In the gene burden analysis, we summed the number of all qualifying variants of each gene in each variant class for the 1457 cases and 2675 controls, respectively. Damaging variants were defined as LOF or predicted to be pathogenic by AlphaMissense [30]. We used a one-sided Fisher’s exact test to identify genes with significant differences in the frequency of rare damaging mutation (Lof+D-Mis, MAF < 0.001) between the cases and controls. Due to the small sample size and small number of mutation events in most genes being analyzed, which resulted in generally modest p-values in Fisher’s exact test, we have chosen not to apply multiple testing corrections and directly used p-value < 0.05 for the significance test in this circumstance. Since this approach may increase the potential for false positive findings, we have conducted a comparison of the mutation tolerability of the 373 genes identified to be overrepresented in the cases and 432 genes overrepresented in the controls (Additional file 3: Table S9 and S10). The comparison revealed that the genes associated with CHD were functionally less tolerant to damaging mutations, indicating their potential role in the development of CHD. As shown in Fig. 3a from the gnomAD database of constraint scores, we found that the observed/expected scores of LoF variants of these case-enriched genes were statistically significantly lower than those of genes enriched in controls. Accordingly, the probability of loss-of-function intolerant scores (pLI) was higher in the case-enriched genes (Fig. 3b). Missense variants were also significantly depleted for genes enriched in the case compared to that in control-enriched genes (Fig. 3c, d). These results indicate that the case-enriched genes are less tolerant to damaging mutations than other genes, further supporting their potential role in CHD pathogenesis.
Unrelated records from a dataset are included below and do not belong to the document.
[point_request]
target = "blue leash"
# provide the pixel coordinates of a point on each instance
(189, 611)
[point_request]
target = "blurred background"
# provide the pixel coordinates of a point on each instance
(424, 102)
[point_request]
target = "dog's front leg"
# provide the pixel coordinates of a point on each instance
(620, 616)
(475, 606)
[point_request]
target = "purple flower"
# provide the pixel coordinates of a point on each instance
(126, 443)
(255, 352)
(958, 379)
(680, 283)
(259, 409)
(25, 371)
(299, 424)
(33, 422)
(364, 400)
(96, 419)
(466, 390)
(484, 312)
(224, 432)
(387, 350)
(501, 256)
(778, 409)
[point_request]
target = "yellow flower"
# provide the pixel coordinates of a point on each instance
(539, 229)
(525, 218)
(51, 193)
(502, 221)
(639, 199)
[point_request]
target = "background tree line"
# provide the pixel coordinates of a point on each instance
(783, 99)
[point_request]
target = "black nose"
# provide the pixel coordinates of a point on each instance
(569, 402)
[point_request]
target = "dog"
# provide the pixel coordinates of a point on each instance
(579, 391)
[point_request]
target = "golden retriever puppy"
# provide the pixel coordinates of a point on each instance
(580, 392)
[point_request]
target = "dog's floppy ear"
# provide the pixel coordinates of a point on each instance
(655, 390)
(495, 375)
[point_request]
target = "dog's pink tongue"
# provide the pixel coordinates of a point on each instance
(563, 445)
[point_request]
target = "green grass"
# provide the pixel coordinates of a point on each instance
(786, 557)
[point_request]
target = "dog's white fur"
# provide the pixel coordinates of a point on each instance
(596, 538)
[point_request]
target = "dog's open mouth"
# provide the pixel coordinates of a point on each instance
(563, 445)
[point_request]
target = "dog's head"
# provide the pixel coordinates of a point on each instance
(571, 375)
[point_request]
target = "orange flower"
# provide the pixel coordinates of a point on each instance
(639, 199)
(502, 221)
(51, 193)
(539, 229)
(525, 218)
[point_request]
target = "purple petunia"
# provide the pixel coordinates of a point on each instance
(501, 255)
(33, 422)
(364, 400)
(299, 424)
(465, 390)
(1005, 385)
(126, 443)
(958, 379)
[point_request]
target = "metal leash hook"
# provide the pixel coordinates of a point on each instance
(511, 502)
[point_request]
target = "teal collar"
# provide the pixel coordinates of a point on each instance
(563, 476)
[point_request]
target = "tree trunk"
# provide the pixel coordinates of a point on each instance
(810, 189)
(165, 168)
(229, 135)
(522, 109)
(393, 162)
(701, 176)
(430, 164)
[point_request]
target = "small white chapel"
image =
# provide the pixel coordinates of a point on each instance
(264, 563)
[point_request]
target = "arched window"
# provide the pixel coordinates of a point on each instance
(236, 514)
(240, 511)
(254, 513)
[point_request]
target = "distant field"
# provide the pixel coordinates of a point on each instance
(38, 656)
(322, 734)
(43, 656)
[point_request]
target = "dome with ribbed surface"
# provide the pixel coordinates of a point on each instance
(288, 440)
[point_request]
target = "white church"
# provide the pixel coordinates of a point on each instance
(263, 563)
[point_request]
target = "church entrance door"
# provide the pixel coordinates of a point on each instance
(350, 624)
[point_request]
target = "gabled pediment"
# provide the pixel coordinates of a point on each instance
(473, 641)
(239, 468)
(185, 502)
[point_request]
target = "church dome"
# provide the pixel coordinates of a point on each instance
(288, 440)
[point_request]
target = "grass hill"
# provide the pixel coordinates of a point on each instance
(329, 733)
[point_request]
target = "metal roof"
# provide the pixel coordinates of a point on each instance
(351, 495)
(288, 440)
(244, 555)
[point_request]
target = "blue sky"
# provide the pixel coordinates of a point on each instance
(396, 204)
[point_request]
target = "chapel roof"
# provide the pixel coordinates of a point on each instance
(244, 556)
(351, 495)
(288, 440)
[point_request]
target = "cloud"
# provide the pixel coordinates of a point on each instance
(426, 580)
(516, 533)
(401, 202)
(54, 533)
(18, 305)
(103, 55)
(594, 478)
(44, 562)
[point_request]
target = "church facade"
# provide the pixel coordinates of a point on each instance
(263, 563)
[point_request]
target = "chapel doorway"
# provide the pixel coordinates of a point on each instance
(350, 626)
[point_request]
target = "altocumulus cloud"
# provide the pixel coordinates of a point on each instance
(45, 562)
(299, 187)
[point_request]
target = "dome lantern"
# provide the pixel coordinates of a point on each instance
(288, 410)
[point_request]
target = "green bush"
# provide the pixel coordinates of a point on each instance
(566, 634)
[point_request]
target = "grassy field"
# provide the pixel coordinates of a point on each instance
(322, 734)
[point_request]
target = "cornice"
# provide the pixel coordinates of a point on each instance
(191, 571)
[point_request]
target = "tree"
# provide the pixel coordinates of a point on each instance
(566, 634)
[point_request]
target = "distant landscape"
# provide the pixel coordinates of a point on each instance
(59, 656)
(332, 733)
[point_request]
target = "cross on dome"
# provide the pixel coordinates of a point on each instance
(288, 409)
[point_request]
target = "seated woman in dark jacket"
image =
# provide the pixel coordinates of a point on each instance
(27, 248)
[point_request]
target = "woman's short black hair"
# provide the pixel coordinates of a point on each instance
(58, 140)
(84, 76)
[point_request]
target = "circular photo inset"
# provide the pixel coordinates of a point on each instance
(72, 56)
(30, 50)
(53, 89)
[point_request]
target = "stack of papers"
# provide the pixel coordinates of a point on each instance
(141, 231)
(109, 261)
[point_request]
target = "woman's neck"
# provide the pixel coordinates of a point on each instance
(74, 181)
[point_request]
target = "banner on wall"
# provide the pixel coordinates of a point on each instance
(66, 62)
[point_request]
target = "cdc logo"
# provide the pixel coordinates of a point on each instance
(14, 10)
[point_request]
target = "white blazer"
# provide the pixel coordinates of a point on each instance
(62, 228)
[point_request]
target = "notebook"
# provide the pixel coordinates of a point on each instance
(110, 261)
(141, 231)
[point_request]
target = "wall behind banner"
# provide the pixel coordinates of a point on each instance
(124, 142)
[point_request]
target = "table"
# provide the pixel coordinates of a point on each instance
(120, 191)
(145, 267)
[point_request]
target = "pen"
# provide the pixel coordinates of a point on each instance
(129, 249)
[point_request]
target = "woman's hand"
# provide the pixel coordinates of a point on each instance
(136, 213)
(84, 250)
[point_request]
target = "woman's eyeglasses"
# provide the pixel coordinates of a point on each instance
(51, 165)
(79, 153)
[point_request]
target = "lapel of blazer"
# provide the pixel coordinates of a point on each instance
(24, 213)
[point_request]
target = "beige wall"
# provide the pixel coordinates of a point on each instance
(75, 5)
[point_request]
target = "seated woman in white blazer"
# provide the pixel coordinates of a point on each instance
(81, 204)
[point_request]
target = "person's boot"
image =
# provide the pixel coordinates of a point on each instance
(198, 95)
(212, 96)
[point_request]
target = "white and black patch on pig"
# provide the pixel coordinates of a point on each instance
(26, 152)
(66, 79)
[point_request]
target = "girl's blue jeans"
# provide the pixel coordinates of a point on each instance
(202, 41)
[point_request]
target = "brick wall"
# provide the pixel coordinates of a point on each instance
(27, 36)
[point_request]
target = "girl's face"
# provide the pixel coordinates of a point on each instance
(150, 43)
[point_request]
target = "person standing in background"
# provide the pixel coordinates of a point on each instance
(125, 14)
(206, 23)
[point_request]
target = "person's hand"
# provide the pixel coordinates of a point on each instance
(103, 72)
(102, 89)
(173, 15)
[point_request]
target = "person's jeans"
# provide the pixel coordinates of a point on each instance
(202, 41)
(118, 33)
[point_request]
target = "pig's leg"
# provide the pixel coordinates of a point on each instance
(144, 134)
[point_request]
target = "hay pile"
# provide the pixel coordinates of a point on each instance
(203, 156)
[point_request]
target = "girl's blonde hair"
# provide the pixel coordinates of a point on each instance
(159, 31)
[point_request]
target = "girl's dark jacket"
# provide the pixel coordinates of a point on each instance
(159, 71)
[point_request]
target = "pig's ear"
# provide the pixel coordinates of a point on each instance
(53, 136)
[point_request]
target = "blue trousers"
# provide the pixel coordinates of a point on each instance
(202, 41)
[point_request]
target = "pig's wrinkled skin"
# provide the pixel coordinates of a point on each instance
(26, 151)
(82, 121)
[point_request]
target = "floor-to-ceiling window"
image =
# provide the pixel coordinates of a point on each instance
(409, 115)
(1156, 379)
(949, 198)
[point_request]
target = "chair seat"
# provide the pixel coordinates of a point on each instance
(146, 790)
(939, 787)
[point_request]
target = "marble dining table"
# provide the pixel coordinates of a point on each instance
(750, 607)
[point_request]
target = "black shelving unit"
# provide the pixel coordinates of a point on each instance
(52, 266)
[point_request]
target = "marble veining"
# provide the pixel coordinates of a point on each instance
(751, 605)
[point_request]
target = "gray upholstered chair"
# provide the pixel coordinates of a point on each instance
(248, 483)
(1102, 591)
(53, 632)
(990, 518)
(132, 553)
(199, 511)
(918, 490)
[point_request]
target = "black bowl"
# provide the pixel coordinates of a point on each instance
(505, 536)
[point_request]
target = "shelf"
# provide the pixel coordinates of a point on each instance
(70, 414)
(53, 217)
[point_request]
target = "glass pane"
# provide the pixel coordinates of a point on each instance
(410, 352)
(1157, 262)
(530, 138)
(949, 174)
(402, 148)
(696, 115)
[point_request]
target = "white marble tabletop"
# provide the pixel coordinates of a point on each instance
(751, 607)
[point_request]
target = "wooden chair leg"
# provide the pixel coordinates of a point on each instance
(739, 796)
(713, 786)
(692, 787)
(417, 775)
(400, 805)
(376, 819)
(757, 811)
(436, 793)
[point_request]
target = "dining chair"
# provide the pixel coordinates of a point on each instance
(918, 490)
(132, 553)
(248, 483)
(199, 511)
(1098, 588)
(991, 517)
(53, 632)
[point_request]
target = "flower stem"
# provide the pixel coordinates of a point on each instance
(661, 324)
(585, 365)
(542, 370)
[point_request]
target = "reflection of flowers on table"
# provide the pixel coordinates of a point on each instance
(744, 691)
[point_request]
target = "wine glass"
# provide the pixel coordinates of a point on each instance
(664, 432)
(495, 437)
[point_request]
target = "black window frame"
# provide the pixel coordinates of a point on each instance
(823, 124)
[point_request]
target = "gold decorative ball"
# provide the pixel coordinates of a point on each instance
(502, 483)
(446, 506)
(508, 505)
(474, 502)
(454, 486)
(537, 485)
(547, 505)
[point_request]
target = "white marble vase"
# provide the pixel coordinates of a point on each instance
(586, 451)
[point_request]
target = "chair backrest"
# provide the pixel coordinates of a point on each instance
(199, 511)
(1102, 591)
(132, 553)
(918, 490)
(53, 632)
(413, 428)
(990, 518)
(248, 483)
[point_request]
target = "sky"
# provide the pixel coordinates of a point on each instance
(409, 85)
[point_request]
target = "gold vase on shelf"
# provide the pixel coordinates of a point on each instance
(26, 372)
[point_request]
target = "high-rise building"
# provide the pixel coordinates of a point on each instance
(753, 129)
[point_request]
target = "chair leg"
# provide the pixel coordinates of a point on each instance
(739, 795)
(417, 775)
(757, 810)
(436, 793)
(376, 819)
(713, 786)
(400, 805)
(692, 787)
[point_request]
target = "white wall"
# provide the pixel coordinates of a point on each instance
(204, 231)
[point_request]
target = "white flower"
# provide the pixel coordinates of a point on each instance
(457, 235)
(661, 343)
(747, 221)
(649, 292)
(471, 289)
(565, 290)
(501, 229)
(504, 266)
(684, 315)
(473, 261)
Enrichment analysis of these genes revealed that cognition and nervous development were among the top enriched cellular processes (Fig. 3e, Additional file 3: Table S9 and Table S11). These included genes involved in axon growth and guidance (PLXND1, SEMA3B, SEMA3D, SEMA6A, ULK2), neurotrophic factors, and transcription factors critical for neuron differentiation (ATOH1, NOTCH1, LHX2, NTF4) and synaptogenesis and neurotransmission (SLITRK1, LRTM2, CLSTN2). Genes involved in muscle contraction and development, such as the calcium voltage-gated channel subunit CACNA1S and genes required for myofibril assembly (MYH11, TNNT1, NRAP, and OBSCN), were also enriched in cases. No genes related to heart contraction or nervous system development were enriched in the control group (Fig. 3f, Additional file 3: Table S10 and S12).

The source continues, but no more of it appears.